Alejada de cualquier moda, Buenas noches y buena suerte supone una rara avis en el contexto de la cinematografía americana actual, resultando de las pocas películas con algo que contar, de todo lo que importamos de ultramar. Una declaración de principios, o denuncia firmada, pero no a la manera torpe y pueril de cualquiera que se embarca en la tendencia de lo políticamente correcto, sin argumentos, en el programa de Jay Leno una noche cualquiera de la semana, sino con la seriedad y rigor del trabajo de fin de carrera del chico listo de la clase, rodeado de prestigio, veracidad y calidad por los cuatro costados.

Sin ninguna apelación gratuita a los sentimientos del público, el segundo trabajo de Clooney supone una oda a la libertad de expresión y un canto a los héroes anónimos que construyen montañas, pero granito a granito. La trama, de escaso desarrollo dramático pero gran observadora de los hechos, apenas presta atención a nada de lo que ocurre fuera del ámbito laboral de la CBS. Nada al margen del matrimonio clandestino, que sirve para crear un boceto de contexto mínimamente humano, aunque necesario, para saber lo que la gente estaba dispuesta a sacrificar en pos de un bien común. Detalles que nunca contemplan a Murrow, que sólo parece vivir dentro de su cadena. Nada hay que nos permita comprender qué motivaba a este hombre fuera de su trabajo para ser osado y perseverante en su actividad profesional. No hay dimensión privada porque la solidez de los mimbres no la requieren.

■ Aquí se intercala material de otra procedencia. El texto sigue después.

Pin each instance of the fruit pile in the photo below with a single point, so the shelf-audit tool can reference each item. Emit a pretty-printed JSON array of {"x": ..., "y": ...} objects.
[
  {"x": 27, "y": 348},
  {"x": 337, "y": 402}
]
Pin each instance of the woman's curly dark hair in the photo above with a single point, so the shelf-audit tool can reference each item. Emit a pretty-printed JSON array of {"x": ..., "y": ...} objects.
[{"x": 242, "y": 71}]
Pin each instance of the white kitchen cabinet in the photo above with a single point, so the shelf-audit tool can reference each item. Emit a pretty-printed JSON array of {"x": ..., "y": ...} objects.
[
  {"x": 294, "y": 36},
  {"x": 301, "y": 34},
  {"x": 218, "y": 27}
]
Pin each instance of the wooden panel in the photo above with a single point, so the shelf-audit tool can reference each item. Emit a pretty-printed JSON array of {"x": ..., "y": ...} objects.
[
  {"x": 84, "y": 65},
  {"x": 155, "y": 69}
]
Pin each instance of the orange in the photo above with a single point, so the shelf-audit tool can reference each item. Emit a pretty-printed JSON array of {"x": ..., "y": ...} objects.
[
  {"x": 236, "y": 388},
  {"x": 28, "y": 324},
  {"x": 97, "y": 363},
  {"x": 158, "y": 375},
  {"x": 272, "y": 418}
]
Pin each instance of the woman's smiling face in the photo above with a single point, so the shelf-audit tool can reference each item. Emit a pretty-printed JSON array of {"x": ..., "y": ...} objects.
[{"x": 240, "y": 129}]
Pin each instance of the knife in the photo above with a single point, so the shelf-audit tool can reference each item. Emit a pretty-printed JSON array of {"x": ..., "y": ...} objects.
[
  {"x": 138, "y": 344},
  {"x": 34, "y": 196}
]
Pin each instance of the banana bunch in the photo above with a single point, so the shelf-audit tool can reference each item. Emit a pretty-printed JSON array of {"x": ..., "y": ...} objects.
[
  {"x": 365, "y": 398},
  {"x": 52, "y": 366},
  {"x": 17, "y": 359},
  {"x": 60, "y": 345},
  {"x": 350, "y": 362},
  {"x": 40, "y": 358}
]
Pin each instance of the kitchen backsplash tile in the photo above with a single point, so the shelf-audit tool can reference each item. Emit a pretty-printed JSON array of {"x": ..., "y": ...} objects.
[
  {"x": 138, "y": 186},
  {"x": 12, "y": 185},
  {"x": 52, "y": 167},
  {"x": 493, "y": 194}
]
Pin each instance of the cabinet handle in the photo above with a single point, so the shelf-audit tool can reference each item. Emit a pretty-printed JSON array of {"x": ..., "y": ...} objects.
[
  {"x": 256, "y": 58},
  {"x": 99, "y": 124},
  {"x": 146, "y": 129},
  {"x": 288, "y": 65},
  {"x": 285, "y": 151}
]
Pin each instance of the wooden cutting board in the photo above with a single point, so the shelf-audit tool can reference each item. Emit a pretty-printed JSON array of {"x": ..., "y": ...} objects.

Con una escenificación que opta por la inmediatez, Clooney nos hace creer que el personaje interpretado colosalmente por Strathairn es como es porque viene así de serie, como si los idealistas como él crecieran en un tomatal.

A este respecto, la composición que de Murrow hace Strathairn merece capítulo aparte. El actor es capaz de ilustrarnos acerca del gurú televisivo que fue capaz de crear una revolución desde las ondas catódicas, dominando el medio con inmaculado traje y porte sereno y convincente. El cigarrillo en alto, con un porte ligeramente amanerado y escupiendo verdad y denuncia necesaria. David Strathairn no interpreta sino que se mimetiza en un hierático Ed Murrow, al que reviste de una tremenda aura de profesionalidad y misticismo utilizando la técnica interpretativa de la cara de palo de escoba inaugurada por Brad Pitt en su rol de Joe Black.

Si se le preguntara a un niño de hoy en día por su superhéroe favorito posiblemente diría Superman, y en un exceso de sofisticación quizá, algo más rebuscado como Lobezno o Rondador Nocturno, ahora que la Marvel nos embota la mente y nos atosiga el espíritu, pero en los albores del nacimiento de la televisión, los superhéroes no necesitaban de una capa al más puro estilo de Ramón García. No hay duda es de que si nos retrotrajéramos unas décadas atrás y visitáramos a un joven granjero de Kentucky llamado George Clooney, nos hablaría de Murrow con pasión.

Un Clooney que en su faceta actoral hace acopio de una humildad fuera de lo común y se reserva para sí un secundario que hace las veces de Sancho Panza respaldando en la batalla al caballero andante Murrow. El director, guionista y actor cumple, como siempre que se aleja del histrión, de una manera solvente, aportando solidez a un elenco que cuenta con los siempre efectivos Robert Downey Jr., Patricia Clarkson y Frank Langella.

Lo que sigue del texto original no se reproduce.